Sessions, who said he met with Lingle this week, said Republicans would want time to look at revisions to the bill. The Hawai'i senators said they would continue to work with Republicans on possible amendments but were not going to accept what they view as unreasonable changes.

One Republican proposal would prohibit a Native Hawaiian government from ever allowing gambling, even if the state of Hawai'i one day legalizes gambling. Hawai'i is one of two states — Utah is the other — that bar gambling, and the bill has language that would prevent a Hawaiian government from pursuing gambling through the Indian Gaming Regulatory Act.

"I felt it was really out of line to suggest that something should never change," said Akaka, who, like Inouye, has opposed gambling in Hawai'i.

U.S. Sen. John Ensign, R-Nevada, who has confirmed he placed a hold on the bill, has cited gambling as his main concern.

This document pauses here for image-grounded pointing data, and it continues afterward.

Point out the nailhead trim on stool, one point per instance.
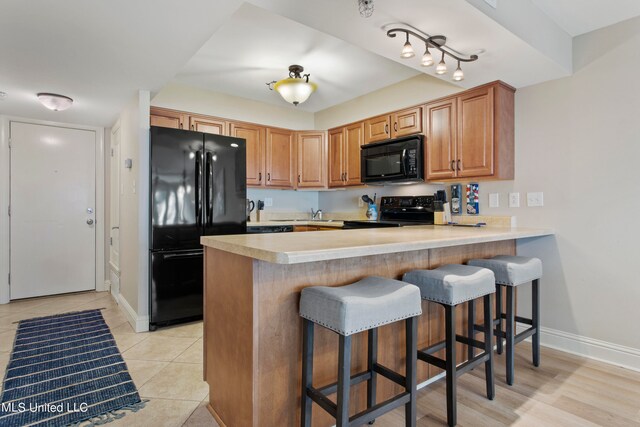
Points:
(512, 271)
(349, 309)
(451, 285)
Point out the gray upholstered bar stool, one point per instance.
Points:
(512, 271)
(346, 310)
(451, 285)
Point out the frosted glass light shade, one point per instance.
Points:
(295, 91)
(55, 102)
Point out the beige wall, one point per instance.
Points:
(134, 134)
(406, 93)
(578, 141)
(196, 100)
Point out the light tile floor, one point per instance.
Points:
(166, 365)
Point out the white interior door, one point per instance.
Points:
(114, 200)
(53, 228)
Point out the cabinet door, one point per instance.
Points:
(254, 135)
(335, 158)
(168, 118)
(311, 159)
(475, 133)
(441, 139)
(208, 125)
(406, 122)
(354, 138)
(377, 129)
(280, 158)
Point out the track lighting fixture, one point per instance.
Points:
(437, 42)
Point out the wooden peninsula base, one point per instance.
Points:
(253, 334)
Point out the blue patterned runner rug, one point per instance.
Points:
(63, 370)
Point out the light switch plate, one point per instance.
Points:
(535, 199)
(514, 200)
(494, 200)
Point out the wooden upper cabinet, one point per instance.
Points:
(208, 125)
(255, 137)
(440, 148)
(335, 158)
(354, 138)
(312, 165)
(406, 122)
(280, 158)
(377, 129)
(168, 118)
(480, 122)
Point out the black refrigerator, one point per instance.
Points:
(198, 188)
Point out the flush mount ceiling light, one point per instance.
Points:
(297, 88)
(437, 42)
(366, 8)
(54, 101)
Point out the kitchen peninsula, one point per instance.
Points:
(252, 331)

Another Republican senator apparently wants assurances the Senate would vote on a resolution apologizing for the U.S. government's treatment of American Indians.

In Hawai'i, opponents of the bill applauded the moves and see any delay as an opportunity to convince more people of its pitfalls.

"There is a lot of opposition," said Andre Perez, coordinator for Hui Pu, an umbrella group for Native Hawaiians against the bill. The group has collected 1,000 names for a declaration condemning the bill for not representing all Native Hawaiians.

Thurston Twigg-Smith, a former publisher of The Advertiser who supports Aloha for All, which has fought the bill as racial separation and unconstitutional, said a delay gives the opposition more time to mobilize.

"It gives everybody a little more time to really think about the bill," he said.

But Micah Kane, the chairman of the state Department of Hawaiian Home Lands, dismissed the notion that a delay would hurt the bill's chances. "It's clarifying as opposed to stopping," he said.

"I don't believe, at least based on my discussions with the governor and the attorney general's office, that there is an issue we can't overcome."

Akaka said he believes the bill has enough support to pass with a majority vote in the 100-member chamber, and Inouye said he thought he could get the 60 votes necessary for cloture.